Bosutinib In Subjects With Renal Impairment

Status:
Completed
Trial end date:
2012-06-01
Target enrollment:
0
Participant gender:
All
Summary
This is a two-staged study of a single dose of 200 mg of bosutinib given to subjects with renal impairment and matching healthy volunteers. In Stage 1, only subjects with severe renal impairment and subjects with normal renal function will be enrolled.

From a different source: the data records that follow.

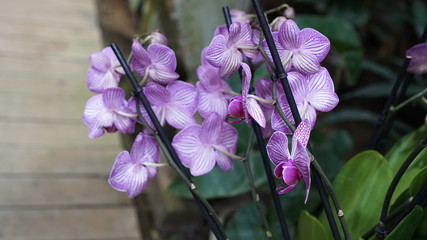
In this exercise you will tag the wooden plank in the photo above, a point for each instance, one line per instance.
(57, 161)
(76, 224)
(68, 108)
(45, 192)
(50, 135)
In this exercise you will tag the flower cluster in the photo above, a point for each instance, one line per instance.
(201, 146)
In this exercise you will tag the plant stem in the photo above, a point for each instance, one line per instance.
(401, 105)
(205, 207)
(421, 145)
(271, 183)
(254, 194)
(280, 71)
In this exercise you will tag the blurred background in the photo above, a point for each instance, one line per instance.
(53, 178)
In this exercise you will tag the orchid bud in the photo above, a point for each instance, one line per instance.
(235, 108)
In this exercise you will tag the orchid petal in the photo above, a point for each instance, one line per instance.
(277, 148)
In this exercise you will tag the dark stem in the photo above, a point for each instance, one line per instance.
(377, 137)
(213, 222)
(325, 204)
(280, 71)
(271, 183)
(421, 145)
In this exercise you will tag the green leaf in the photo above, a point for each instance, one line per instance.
(401, 150)
(418, 181)
(341, 33)
(245, 224)
(406, 228)
(360, 187)
(310, 228)
(419, 12)
(218, 183)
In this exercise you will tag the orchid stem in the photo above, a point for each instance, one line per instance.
(421, 145)
(204, 206)
(254, 194)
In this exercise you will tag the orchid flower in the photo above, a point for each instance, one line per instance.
(246, 106)
(226, 52)
(213, 92)
(105, 71)
(157, 63)
(418, 54)
(175, 104)
(200, 148)
(109, 112)
(300, 50)
(312, 93)
(130, 172)
(294, 166)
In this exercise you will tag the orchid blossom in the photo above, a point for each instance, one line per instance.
(294, 166)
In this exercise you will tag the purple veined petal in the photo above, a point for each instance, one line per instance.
(186, 143)
(184, 94)
(418, 54)
(211, 128)
(124, 124)
(302, 133)
(315, 43)
(212, 102)
(246, 79)
(127, 176)
(161, 74)
(283, 188)
(203, 162)
(96, 131)
(179, 117)
(305, 62)
(140, 60)
(277, 148)
(224, 162)
(302, 162)
(323, 101)
(228, 138)
(255, 111)
(289, 35)
(162, 55)
(156, 94)
(232, 59)
(113, 98)
(214, 52)
(320, 81)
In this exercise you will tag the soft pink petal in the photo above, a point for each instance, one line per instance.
(255, 111)
(162, 55)
(302, 162)
(315, 43)
(277, 148)
(289, 35)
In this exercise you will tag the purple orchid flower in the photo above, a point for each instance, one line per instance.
(300, 50)
(105, 71)
(226, 52)
(312, 93)
(175, 104)
(157, 63)
(246, 106)
(109, 112)
(294, 166)
(418, 64)
(201, 147)
(213, 92)
(130, 172)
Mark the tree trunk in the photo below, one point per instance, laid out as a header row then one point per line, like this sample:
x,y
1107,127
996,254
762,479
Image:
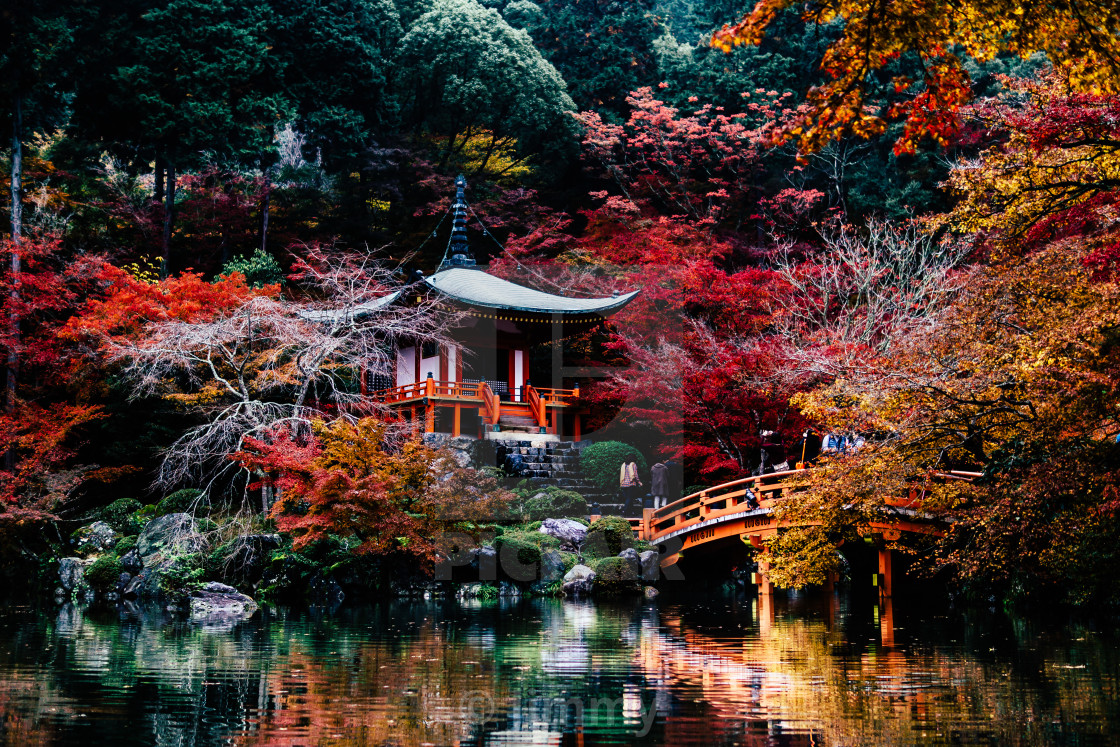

Subjects with mild and moderate renal impairment will be enrolled in Stage 2 if the results from Stage 1 suggest a substantial difference in PK profiles between subjects with severe renal impairment and subjects with normal renal function.
Phase:
Phase 1
Accepts Healthy Volunteers?
Accepts Healthy Volunteers
Details
Lead Sponsor:
Pfizer
Criteria
Inclusion Criteria:

- Males and females, aged 18 to 65.

- Adequate hepatic function.

- Documented creatinine clearance by Cockroft-Gault formula indicative of the respective
level of renal impairment: Severe renal impairment (CrCl <30 mL/min/1.73m2), moderate
renal impairment (30 ≤ CrCl ≤50 mL/min/1.73m2), mild renal impairment (50 < CrCl≤80
mL/min/1.73m2) and normal renal function (CrCl >80 mL/min/1.73m2).

Exclusion Criteria:

- Use of any investigational drug or biologic within 4 weeks prior to the screening
visit of during the screening period.

- Ongoing treatment with Digoxin or strong CYP3A4 inhibitors or inducers.

- Uncontrolled hypertension (for renally impaired subjects only).